If the combination of the title of Mr. Steinberg’s column and the expression on Mr. Steinberg’s face leads you to expect that you are about to receive a smug, smarmy, and self-righteous lecture from someone who can barely disguise their perceived moral and intellectual superiority, well then either: a) you have skipped ahead, or b) you are prescient.
Let’s begin. Mr. Steinberg’s column will be in blockquotes. My comments will not.
See? This rampage by Maj. Nidal Malik Hasan who shot dead 13 people at Texas’s Fort Hood Army base Thursday, confirms everything I’ve been saying all along — psychiatrists are dangerous, unbalanced individuals; they go into the profession seeking the mental help that they themselves need . . .
Scratch that.
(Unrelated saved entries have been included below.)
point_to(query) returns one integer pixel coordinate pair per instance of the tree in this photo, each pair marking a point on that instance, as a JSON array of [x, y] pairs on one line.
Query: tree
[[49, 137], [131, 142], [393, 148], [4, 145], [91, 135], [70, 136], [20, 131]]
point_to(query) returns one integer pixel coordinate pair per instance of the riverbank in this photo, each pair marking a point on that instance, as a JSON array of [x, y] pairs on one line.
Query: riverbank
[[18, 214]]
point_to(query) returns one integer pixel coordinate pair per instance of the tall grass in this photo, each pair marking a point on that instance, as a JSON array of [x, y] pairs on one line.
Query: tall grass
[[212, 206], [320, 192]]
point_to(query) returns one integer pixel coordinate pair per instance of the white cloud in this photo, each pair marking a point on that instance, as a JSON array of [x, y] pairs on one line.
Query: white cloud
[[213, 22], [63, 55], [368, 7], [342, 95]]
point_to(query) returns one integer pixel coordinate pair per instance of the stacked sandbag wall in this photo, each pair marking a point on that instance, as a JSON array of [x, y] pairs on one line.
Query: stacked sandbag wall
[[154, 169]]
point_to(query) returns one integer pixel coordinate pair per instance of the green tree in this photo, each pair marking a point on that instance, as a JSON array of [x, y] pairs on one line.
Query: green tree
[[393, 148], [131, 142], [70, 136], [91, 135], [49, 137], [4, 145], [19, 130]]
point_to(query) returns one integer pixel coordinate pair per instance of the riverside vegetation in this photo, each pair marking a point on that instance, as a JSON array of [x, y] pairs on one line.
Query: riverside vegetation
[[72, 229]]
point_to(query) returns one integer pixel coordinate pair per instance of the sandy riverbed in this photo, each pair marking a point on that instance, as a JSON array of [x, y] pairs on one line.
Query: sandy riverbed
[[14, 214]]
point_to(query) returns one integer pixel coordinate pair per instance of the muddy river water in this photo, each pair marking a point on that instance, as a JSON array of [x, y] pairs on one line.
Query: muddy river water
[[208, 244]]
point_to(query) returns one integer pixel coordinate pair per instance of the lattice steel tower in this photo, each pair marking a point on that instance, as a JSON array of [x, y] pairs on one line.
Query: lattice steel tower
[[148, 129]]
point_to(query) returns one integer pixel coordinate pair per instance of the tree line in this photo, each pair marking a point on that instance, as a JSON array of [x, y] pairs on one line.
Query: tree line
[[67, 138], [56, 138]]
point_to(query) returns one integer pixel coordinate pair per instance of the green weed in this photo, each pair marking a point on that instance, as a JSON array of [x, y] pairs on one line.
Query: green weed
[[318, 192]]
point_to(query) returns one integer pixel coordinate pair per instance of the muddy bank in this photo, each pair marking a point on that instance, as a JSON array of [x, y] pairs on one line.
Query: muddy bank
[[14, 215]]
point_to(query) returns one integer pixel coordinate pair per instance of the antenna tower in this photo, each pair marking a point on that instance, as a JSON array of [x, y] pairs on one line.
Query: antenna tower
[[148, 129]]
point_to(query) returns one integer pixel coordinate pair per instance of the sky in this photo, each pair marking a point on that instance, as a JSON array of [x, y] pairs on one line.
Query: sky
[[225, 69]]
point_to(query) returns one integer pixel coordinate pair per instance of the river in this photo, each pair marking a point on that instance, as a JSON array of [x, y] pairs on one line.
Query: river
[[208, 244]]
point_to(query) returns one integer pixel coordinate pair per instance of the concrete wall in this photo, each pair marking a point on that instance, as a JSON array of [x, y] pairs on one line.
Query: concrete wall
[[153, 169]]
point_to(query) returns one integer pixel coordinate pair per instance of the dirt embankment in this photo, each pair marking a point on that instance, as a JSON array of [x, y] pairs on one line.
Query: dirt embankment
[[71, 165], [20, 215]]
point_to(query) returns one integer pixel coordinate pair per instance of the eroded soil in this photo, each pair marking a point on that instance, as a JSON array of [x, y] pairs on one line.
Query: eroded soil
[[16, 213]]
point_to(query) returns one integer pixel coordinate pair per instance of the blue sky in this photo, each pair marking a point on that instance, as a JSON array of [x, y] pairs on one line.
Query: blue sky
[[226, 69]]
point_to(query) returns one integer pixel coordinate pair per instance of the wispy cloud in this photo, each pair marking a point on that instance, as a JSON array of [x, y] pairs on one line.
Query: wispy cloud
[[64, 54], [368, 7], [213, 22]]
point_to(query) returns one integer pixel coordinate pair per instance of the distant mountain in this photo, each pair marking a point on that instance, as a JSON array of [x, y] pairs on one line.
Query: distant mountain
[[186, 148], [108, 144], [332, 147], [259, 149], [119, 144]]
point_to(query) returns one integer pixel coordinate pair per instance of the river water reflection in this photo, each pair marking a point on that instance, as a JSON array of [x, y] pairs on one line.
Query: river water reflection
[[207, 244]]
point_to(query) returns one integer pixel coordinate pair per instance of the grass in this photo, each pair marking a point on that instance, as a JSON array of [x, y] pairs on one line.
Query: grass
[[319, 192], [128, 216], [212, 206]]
Bad joke. But of course, Hasan does represent another suspect group in our society — Virginians. Edgar Allan Poe was from Virginia. Shirley MacLaine, too. They’re not stable people . . .”
Oh, if only he stopped right there and moved on to some other topic. But, we know what’s coming, don’t we? This is the Lesson Of The Outrageous Example. This is when the author tells us: “If we extend the principle that you are trying to defend (and I’ll patiently define the heresy that you are defending in just a little bit) then here’s the ridiculous destination of that train of twisted thinking!” One invokes the Lesson Of The Outrageous Example when one begins with the presumption that one is attempting communication with idiots and Neanderthals – aka: conservatives.
No one is suggesting that, maybe because the bias against psychiatrists is more of a mild suspicion, and general dislike of Virginians began to ebb after 1865.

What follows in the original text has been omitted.